Les derniers lambeaux du Registre des armes d’épaule pancanadien, celui qui contenait les données pour le Québec, seront effacés, selon le diktat d’Ottawa. La Cour suprême —divisée— a tranché ce vendredi, contre l’avis du Québec. Cela nous en dit beaucoup sur le fédéralisme canadien contemporain et plus précisément sur celui pratiqué depuis une décennie par Stephen Harper.
Ainsi, le Québec devra payer une seconde fois pour un registre des armes à feu. Des données, certes peu mises à jour, existaient et auraient tout de même pu servir de base à un outil qui fait consensus ici depuis sa mise en place conjointement par Ottawa et Québec à la fin des années 1990. Nous avions payé pour bâtir le registre et pour recueillir les données. Il n’aurait rien coûté au fédéral de les transmettre au Québec. Le juge de la Cour supérieure M.-A. Blanchard, qui avait donné raison au Québec en 2012, écrivait éloquemment, à l’époque : « Il rebute au sens commun, pour ne pas dire au bien commun, que l’on puisse empêcher le Québec d’utiliser les données qu’il participe à colliger, analyser, organiser et modifier. »
Une majorité à la Cour suprême a donc décidé de heurter le sens et le bien communs en donnant raison à Ottawa. Selon cette majorité, l’article 29 de sa loi, article par lequel il ordonnait l’élimination des données québécoises du registre, relève du droit criminel, sa compétence constitutionnelle ; bref, Ottawa était dans son droit. La théorie du « fédéralisme coopératif », pourtant promue par la Cour suprême à plusieurs reprises dans le passé, ne pouvait empêcher Ottawa de procéder à la destruction des données, ont tranché les cinq juges de la majorité. Les juges de la minorité, eux, ont bien montré qu’une tout autre argumentation, qui aurait donné raison au Québec, était tout à fait possible. Malheureusement, elle n’aura pas prévalu.

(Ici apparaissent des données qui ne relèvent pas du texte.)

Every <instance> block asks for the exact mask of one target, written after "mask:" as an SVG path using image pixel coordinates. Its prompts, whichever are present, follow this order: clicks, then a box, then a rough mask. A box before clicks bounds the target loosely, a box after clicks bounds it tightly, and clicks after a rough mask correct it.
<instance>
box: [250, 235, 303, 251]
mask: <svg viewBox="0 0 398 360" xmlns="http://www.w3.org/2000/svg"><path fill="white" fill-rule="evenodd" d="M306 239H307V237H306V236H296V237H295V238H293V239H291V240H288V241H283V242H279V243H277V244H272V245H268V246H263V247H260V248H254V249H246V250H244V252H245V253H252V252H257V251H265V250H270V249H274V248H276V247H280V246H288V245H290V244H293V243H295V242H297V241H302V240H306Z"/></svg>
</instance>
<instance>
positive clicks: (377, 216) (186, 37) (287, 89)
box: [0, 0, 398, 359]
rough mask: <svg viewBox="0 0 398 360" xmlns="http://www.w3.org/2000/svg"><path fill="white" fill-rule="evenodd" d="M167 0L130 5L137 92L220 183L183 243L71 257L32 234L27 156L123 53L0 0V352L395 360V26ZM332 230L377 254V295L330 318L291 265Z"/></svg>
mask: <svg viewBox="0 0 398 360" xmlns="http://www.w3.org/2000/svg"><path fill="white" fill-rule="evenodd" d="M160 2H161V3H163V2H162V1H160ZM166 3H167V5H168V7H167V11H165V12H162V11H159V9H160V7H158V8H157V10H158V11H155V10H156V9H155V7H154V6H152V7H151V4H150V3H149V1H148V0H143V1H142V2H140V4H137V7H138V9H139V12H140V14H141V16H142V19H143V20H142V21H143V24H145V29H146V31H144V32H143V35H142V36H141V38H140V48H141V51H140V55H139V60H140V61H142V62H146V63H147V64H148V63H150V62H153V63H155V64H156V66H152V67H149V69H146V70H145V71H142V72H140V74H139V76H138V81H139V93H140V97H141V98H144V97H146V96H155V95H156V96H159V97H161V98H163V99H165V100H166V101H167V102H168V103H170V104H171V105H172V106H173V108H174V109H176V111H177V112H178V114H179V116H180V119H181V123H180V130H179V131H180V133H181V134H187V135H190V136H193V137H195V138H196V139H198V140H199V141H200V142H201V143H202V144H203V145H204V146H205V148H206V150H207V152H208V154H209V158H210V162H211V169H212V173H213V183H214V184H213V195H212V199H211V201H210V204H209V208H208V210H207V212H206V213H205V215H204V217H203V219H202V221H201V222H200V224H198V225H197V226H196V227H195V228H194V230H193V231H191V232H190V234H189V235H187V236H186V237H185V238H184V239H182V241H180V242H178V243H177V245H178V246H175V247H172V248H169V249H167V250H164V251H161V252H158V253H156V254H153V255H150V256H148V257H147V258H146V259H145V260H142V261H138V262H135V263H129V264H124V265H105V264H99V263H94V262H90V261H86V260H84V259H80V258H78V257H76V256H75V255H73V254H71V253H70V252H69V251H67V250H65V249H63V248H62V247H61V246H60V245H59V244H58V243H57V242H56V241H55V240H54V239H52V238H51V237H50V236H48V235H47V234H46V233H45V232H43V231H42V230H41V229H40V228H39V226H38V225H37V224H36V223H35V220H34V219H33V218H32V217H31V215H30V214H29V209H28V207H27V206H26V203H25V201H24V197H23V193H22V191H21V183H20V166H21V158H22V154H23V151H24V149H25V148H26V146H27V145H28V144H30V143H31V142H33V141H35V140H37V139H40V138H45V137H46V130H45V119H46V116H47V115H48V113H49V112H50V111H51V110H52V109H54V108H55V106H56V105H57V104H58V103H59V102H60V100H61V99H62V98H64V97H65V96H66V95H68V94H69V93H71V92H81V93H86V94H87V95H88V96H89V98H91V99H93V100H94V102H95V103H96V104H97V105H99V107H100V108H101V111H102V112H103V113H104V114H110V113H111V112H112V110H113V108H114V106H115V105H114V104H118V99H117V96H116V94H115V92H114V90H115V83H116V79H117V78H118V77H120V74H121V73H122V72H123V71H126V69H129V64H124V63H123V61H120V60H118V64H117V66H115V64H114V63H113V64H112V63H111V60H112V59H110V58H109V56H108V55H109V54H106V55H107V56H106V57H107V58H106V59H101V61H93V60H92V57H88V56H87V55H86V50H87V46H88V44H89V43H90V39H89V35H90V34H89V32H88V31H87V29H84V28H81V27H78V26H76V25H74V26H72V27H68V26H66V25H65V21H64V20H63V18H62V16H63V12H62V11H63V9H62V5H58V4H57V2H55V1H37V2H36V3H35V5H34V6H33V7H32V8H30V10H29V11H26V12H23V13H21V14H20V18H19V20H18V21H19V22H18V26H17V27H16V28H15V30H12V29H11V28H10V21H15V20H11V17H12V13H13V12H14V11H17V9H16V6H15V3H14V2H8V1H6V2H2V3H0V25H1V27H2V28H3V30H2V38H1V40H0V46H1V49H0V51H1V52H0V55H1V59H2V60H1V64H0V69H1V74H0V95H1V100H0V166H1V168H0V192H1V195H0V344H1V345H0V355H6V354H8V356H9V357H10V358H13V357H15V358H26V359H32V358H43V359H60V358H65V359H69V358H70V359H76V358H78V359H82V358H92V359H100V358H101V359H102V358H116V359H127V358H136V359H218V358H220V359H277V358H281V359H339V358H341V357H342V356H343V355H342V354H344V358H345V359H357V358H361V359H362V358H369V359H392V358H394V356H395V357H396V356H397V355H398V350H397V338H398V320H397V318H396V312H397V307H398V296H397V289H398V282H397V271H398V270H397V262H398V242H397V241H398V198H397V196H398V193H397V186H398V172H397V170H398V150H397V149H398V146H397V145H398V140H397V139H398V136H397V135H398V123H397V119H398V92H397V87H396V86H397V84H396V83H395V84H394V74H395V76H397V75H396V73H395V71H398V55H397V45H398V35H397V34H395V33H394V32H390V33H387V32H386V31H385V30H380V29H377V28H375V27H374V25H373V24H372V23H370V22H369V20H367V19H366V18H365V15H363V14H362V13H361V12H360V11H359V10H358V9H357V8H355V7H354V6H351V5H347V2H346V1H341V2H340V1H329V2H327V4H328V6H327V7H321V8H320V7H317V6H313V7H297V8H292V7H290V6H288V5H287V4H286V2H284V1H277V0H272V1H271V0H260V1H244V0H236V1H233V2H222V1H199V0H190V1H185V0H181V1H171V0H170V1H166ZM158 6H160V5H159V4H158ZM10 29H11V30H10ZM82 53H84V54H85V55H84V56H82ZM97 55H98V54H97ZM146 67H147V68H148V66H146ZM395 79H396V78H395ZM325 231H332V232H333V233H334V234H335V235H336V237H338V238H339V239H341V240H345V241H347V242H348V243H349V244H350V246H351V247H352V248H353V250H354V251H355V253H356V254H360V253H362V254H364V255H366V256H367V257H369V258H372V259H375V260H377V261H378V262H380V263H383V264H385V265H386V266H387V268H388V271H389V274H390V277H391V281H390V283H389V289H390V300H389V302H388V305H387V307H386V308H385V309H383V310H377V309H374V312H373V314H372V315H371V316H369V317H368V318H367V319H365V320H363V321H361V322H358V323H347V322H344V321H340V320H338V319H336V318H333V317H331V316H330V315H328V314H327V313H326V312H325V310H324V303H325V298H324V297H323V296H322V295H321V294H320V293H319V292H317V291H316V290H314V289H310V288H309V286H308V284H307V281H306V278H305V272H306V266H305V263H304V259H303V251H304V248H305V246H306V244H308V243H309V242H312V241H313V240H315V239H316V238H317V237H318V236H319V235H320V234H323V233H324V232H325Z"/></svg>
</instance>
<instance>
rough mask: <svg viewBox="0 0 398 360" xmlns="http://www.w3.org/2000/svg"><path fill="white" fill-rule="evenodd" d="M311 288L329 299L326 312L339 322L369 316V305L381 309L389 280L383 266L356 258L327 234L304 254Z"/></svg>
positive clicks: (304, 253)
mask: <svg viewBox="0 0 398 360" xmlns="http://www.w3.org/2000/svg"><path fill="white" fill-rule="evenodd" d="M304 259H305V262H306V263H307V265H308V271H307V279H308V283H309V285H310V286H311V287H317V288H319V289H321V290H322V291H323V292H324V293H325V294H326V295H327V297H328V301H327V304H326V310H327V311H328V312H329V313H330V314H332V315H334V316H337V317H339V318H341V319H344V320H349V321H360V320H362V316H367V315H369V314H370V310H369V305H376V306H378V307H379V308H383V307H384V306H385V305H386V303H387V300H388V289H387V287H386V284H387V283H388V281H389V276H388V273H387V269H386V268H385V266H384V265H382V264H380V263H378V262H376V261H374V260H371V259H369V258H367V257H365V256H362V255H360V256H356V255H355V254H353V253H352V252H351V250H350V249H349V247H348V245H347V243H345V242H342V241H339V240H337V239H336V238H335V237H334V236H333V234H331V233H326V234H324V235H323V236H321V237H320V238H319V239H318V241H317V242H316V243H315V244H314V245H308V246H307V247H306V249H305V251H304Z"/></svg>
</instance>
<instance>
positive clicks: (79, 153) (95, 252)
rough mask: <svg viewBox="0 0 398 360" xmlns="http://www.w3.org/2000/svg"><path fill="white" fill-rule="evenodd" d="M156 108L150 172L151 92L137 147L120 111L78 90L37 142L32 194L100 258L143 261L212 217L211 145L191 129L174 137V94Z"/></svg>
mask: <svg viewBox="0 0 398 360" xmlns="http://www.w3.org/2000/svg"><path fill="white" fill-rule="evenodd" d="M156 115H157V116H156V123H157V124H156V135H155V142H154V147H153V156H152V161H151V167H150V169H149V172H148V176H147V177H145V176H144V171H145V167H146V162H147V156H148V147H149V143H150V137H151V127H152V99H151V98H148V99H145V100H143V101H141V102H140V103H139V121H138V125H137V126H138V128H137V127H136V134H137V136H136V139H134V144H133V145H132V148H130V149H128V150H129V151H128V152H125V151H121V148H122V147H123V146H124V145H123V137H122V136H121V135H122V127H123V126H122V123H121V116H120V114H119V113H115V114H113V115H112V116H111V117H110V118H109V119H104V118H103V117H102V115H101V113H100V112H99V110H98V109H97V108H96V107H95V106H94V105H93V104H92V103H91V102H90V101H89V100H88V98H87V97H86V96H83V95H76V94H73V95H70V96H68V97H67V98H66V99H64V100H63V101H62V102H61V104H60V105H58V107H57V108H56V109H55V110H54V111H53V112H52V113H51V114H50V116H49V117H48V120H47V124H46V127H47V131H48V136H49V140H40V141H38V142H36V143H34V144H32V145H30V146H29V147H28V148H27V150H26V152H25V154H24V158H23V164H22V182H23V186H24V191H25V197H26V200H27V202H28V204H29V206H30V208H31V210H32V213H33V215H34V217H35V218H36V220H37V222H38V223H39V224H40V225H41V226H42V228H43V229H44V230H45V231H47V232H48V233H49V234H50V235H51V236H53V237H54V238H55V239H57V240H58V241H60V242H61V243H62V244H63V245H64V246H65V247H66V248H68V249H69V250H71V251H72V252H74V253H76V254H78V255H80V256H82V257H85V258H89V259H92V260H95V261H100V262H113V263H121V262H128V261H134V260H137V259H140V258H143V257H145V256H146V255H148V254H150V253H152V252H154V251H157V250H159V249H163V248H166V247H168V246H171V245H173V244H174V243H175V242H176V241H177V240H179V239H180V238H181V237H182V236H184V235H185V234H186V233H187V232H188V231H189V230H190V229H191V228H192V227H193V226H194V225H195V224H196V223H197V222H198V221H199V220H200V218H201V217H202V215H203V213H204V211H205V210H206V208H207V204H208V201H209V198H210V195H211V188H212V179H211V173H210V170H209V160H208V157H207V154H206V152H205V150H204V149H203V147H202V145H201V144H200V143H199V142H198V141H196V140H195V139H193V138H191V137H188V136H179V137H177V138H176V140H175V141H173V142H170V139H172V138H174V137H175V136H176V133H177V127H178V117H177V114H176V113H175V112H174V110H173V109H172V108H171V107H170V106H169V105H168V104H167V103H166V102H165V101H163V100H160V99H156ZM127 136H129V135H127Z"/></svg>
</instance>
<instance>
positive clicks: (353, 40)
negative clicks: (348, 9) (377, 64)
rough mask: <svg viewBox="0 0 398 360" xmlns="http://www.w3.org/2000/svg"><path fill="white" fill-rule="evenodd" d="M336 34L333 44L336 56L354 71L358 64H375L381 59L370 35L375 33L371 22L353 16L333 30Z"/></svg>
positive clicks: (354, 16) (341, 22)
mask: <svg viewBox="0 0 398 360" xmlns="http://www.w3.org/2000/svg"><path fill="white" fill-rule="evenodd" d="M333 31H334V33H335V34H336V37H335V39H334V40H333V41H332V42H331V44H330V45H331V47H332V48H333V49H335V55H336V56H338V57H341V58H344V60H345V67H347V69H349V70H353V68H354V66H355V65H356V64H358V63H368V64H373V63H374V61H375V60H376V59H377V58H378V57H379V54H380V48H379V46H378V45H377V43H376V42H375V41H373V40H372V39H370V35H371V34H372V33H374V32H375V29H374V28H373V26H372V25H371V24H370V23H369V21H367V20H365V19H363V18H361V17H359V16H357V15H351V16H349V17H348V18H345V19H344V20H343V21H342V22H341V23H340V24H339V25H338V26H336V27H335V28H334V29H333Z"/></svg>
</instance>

Cette bataille démontre à quel point le fédéralisme canadien est devenu « judiciaire ». Où les gouvernements, au moindre différend, sont contraints d’aller devant les tribunaux au lieu de tenter de s’entendre. Coopératif, vraiment ?
Il aura fallu perdre trois ans devant les tribunaux pour enfin obtenir un jugement contraire au sens commun, lequel commandait la remise des données à Québec. Et lorsque la Cour suprême se penche sur un différend province-Ottawa au sujet du partage des pouvoirs, on ne peut s’empêcher de trouver incongru que les juges en question soient tous nommés exclusivement par Ottawa. Comme si au Centre Bell les Canadiens nommaient les arbitres…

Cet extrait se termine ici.